Вернувшись к себе в номер, Лэтем снял трубку и позвонил Витковски домой.

– Это я, – сказал он.

– Когда ты в следующий раз скажешь моим людям, что станешь поступать как тебе заблагорассудится, потому что мне не подчиняешься, я сниму охрану и сделаю все, чтоб ты столкнулся с отрядом нацистских ликвидаторов.

– Охотно верю.

– Уж не сомневайся! – подтвердил рассерженный полковник.

– У меня были на то причины, Стэнли.

– Какие, черт побери?

– Карин в первую очередь. Рейнольдс отправил отчет нацистам, утверждая, будто я не Гарри, а другой Лэтем, и что Карин – участница ловушки.

– Весьма точно, черт бы его побрал. Он сказал, что это за ловушка?

– Цианистый калий помешал.

– Да, сержант мне доложил об этом, а также и о том, какого ты мнения о нашей системе проверки.

– Я, кажется, назвал ее чушью собачей, да так оно и есть… Выведи Карин из ее квартиры, Стэнли. Если Рейнольдс нашел меня, то квартире на рю Мадлен недолго ждать. Немедленно вытащи ее оттуда!

– Какие будут предложения?

– Сюда, в «Интерконтиненталь», светлый парик и все такое прочее.

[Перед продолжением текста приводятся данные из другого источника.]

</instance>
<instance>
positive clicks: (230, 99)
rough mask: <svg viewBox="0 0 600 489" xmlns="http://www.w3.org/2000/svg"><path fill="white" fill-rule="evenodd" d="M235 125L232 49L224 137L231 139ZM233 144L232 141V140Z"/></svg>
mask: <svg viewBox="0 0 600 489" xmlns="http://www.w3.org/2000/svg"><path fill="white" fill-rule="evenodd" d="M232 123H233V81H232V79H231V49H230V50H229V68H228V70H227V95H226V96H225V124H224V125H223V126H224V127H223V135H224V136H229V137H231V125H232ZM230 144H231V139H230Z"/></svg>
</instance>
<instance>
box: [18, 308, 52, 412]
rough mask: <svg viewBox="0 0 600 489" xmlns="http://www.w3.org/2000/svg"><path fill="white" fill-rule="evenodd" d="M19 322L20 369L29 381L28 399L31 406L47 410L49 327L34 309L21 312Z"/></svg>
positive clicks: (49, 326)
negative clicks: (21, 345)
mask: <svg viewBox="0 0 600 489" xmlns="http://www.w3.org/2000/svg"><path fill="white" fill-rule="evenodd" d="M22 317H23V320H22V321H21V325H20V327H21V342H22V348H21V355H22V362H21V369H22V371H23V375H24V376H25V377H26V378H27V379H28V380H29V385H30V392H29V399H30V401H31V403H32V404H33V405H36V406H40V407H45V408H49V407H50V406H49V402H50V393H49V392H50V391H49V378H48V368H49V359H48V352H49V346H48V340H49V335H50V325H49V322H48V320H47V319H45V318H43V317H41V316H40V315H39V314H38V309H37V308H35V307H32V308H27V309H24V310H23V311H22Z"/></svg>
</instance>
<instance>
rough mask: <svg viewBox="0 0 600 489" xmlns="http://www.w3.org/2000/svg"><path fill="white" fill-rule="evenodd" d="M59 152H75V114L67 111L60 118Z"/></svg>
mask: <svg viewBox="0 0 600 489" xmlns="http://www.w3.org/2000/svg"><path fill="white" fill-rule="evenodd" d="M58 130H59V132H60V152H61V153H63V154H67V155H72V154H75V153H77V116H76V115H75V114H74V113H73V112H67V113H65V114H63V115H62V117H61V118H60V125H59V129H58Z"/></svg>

– Хуже не придумаешь. Рейнольдс нашел тебя здесь, и как знать, кому он еще об этом сказал или кто сказал ему?

– Что-то я не улавливаю.

– Это точно. Пойми, в посольстве есть еще один Алан Рейнольдс, еще один агент, причем явно не последний человек. А потому я перевожу тебя в «Норманди». Итак, полковника Уэбстера отправляют обратно в Вашингтон на переаттестацию.

– Это, как я понимаю, не предвещает ничего хорошего.

– Фактически нам надо будет дать понять, что ты оказался некомпетентен. Французам нравится это слышать об американцах.

– Полковник Уэбстер в ярости. А я, по крайней мере, могу смыть эту краску и избавиться от формы, правильно?

– Нет, неправильно, – ответил Витковски. – Потерпи еще немного. Тебе пока нельзя использовать прежнее имя, и удостоверение у тебя на Уэбстера. Произошла утечка информации, и, оставив все как есть, мы, возможно, выйдем на агента у нас. Круг узок, мы наблюдаем за теми немногими, кто в курсе дела. Их чертовски мало. Может быть, только пехотинцы, Рейнольдс и тот перепивший сока коммерсант Луис, который, наверно, ходит сейчас где-нибудь в тундре от двери одной и?глы к двери другой, предлагая товар.

– Если Рейнольдс действительно сообщил именно тем, кому надо, можешь смело гроб для меня заказывать.

– Не обязательно. Тебя охраняют, Colonel. Между прочим, Карин тебе сказала? Уэсли Соренсон пытался связаться с тобой. Мы не сообщили ему, где ты скрываешься, да он и не спрашивал, но тебе непременно надо ему позвонить.